Although federal estate tax consequences for a single person are nonexistent until the estate exceeds $5.45 million in assets, there are many other reasons why estate planning should be carried out for those Texas residents who are not in that high tax bracket. First, state assessments may impact the estate. Also, the federal exemptions may be lowered at any time that Congress decides to make a change. Such factors and others make it advisable for most people to have at least a simple will to frame their estate upon death.
A will is a versatile document that may do quite a bit more than just deal with tax issues. In it, a testator can provide for various results that are personally preferred. Without it, the state will dictate distributions and procedures for the estate that may not be economical and not what the testator would have wanted. Without a will, it is more likely that excessive and wasteful fees will be incurred.

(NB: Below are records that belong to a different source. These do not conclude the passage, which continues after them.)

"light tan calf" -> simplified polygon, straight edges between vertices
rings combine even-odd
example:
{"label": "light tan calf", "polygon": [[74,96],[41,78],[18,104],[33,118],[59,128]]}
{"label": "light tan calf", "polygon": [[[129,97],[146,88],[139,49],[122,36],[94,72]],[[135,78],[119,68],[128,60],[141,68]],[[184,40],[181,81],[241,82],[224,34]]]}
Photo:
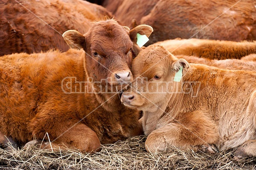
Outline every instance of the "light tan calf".
{"label": "light tan calf", "polygon": [[175,55],[194,55],[210,59],[239,59],[247,55],[256,53],[256,41],[176,39],[154,44],[162,46]]}
{"label": "light tan calf", "polygon": [[211,60],[187,55],[176,55],[175,57],[178,58],[183,58],[189,63],[206,64],[220,69],[256,71],[256,55],[255,54],[243,57],[241,60]]}
{"label": "light tan calf", "polygon": [[[181,81],[174,81],[182,66]],[[214,153],[215,145],[256,156],[256,72],[189,64],[154,45],[135,58],[132,72],[148,81],[133,82],[121,101],[143,111],[148,151],[175,147]]]}

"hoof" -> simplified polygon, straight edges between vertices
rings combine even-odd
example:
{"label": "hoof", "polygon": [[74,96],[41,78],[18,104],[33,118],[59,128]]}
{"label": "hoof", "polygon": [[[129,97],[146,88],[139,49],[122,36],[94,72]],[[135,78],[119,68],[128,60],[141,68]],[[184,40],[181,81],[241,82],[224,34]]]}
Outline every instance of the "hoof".
{"label": "hoof", "polygon": [[205,153],[213,154],[218,152],[217,148],[213,144],[203,145],[201,147],[199,150]]}

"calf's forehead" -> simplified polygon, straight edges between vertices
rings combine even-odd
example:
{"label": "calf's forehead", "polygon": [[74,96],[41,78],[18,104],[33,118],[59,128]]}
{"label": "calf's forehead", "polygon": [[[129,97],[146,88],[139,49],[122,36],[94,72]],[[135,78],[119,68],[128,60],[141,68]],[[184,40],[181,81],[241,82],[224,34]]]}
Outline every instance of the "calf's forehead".
{"label": "calf's forehead", "polygon": [[125,52],[132,46],[128,32],[116,21],[97,23],[90,33],[91,49]]}
{"label": "calf's forehead", "polygon": [[169,68],[170,54],[161,46],[150,46],[141,51],[134,60],[132,72],[135,77],[148,76],[157,72],[166,72]]}

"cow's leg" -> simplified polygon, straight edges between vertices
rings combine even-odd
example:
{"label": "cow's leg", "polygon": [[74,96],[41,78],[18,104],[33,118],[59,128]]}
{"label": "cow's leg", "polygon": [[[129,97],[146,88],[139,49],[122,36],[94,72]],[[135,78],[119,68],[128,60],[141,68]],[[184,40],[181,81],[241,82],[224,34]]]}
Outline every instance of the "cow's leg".
{"label": "cow's leg", "polygon": [[[100,147],[99,139],[95,132],[84,124],[77,123],[78,120],[70,119],[61,121],[60,119],[51,122],[48,118],[40,120],[37,118],[30,127],[32,134],[38,139],[42,140],[44,138],[47,139],[47,136],[45,135],[47,132],[51,141],[42,142],[42,145],[38,145],[41,149],[59,150],[68,148],[90,152],[97,150]],[[48,126],[45,124],[48,124]]]}
{"label": "cow's leg", "polygon": [[11,150],[12,149],[8,143],[9,143],[13,147],[16,147],[16,143],[12,138],[6,137],[3,133],[0,132],[0,146],[5,150]]}
{"label": "cow's leg", "polygon": [[249,140],[237,148],[234,153],[239,158],[256,156],[256,140]]}
{"label": "cow's leg", "polygon": [[202,149],[213,153],[209,144],[218,138],[214,122],[200,112],[182,114],[176,121],[160,127],[148,136],[145,143],[148,152],[168,150],[169,147],[180,149]]}

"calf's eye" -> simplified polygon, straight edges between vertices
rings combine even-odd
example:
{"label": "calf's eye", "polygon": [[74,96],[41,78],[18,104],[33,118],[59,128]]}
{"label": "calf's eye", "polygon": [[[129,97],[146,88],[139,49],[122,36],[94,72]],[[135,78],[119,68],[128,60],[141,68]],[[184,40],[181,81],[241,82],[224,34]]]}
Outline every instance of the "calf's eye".
{"label": "calf's eye", "polygon": [[154,78],[156,80],[159,80],[160,79],[160,77],[158,75],[156,75],[154,77]]}
{"label": "calf's eye", "polygon": [[93,55],[94,56],[94,57],[98,57],[98,55],[99,55],[99,54],[98,54],[98,53],[97,52],[93,52]]}

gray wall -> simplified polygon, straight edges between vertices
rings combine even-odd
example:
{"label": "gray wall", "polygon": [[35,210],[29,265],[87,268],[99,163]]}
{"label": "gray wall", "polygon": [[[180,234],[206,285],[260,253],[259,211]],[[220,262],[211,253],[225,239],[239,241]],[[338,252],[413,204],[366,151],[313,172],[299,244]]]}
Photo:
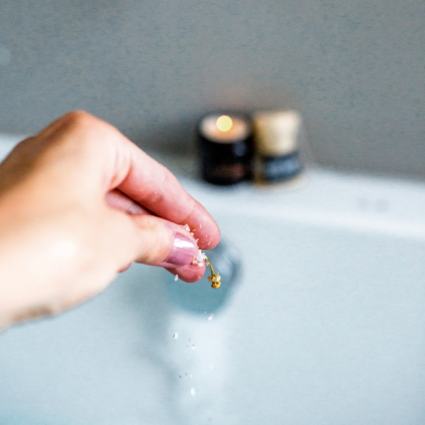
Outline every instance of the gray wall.
{"label": "gray wall", "polygon": [[80,108],[181,150],[207,111],[291,107],[322,163],[425,176],[423,1],[0,0],[0,131]]}

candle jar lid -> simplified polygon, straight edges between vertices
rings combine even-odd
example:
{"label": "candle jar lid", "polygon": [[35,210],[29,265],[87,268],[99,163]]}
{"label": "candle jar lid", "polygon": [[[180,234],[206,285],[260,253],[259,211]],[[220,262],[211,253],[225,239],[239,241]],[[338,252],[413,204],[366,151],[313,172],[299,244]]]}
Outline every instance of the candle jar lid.
{"label": "candle jar lid", "polygon": [[297,112],[259,112],[253,114],[252,120],[257,154],[280,156],[298,150],[301,119]]}

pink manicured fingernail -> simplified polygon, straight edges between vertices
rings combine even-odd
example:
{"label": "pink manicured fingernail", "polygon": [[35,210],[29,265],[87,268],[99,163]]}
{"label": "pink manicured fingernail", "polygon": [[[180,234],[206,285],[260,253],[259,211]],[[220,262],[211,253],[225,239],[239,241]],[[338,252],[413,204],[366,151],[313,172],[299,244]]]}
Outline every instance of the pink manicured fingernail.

By making a will, a testator can designate a portion of the net assets to those relatives, friends and charities that the testator prefers to benefit. Otherwise, some of those may receive nothing or far less than intended or desired by the decedent. Additionally, where the individual has reservations about the ability of certain heirs to handle money or assets, a testamentary trust may be established.

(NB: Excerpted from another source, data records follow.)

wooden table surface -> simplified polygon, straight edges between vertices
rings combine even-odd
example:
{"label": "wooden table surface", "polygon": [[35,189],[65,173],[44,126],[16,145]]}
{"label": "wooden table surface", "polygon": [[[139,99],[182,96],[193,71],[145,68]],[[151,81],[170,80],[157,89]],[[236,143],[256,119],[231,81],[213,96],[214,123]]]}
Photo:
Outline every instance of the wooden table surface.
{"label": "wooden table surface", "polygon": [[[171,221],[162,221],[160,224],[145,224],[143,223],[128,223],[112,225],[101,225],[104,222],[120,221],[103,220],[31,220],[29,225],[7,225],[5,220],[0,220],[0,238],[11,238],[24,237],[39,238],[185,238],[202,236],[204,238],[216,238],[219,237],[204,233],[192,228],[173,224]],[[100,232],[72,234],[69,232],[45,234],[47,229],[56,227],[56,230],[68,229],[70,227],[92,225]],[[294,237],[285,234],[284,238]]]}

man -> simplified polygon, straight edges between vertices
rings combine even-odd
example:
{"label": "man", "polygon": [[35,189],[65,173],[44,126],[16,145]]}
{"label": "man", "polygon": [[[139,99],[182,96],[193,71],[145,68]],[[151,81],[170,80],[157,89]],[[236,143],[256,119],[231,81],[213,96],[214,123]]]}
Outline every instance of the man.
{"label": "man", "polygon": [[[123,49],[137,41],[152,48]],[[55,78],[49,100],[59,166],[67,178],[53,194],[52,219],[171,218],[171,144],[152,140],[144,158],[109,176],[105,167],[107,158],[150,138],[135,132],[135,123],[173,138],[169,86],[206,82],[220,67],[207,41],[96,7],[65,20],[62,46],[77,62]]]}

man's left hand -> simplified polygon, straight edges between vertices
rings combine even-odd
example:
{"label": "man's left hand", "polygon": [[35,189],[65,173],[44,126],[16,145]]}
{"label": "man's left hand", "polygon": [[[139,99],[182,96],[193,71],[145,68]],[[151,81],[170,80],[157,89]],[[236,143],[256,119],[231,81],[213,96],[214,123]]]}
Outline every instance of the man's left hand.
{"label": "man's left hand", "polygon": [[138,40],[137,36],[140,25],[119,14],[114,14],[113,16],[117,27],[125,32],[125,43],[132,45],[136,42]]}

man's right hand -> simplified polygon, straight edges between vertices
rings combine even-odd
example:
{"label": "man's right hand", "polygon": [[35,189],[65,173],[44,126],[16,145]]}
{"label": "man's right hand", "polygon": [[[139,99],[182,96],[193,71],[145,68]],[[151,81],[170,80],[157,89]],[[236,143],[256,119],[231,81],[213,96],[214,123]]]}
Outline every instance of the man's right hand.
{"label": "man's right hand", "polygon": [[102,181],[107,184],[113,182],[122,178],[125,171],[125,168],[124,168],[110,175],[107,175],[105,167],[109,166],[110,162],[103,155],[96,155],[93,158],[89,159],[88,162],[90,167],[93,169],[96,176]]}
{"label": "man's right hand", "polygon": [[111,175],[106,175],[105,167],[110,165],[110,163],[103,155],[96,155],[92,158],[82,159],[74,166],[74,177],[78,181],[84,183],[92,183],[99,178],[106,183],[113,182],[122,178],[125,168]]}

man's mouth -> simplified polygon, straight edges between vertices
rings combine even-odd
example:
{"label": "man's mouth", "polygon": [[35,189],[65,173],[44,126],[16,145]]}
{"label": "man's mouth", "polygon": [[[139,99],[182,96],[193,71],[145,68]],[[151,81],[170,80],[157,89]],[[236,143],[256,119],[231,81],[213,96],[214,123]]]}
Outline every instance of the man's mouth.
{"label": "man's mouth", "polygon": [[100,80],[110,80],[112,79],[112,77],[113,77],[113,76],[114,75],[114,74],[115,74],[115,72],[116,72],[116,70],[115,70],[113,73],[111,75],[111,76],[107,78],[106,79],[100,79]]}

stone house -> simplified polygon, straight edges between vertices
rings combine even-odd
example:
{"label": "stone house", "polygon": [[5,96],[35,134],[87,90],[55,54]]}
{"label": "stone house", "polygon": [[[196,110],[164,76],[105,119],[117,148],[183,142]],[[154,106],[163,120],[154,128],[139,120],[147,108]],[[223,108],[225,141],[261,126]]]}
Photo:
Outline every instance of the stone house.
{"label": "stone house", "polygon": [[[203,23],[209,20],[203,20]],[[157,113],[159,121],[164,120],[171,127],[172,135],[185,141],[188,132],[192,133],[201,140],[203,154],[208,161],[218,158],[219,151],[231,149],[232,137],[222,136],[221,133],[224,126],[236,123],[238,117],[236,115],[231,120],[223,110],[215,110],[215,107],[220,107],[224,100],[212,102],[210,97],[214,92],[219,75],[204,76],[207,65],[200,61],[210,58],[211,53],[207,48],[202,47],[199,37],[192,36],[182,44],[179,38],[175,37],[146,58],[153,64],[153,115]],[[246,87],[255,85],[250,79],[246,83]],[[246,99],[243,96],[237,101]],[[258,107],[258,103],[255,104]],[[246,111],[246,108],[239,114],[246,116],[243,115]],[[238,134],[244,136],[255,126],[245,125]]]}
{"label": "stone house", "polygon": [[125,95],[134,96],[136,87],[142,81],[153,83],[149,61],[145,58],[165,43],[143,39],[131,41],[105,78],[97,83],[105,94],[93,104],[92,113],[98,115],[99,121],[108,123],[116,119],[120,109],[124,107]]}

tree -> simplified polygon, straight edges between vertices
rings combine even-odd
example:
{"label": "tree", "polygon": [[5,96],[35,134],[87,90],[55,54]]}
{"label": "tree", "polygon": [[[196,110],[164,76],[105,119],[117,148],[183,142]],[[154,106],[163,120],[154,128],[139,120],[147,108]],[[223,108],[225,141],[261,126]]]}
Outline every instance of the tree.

In that way, distributions may be gradually released with instructions to the trustee to use the funds only for the beneficiary’s health, education or welfare. The main corpus of the trust may be held until the beneficiary reaches age 21, 25 or it may even be held for a longer period if desirable. There are numerous tax consequences in Texas and federally that arise in the administration of significant trusts, and that should be a topic for the testator to go over with the estate attorney and financial advisers while preparing the estate plan and the simple will.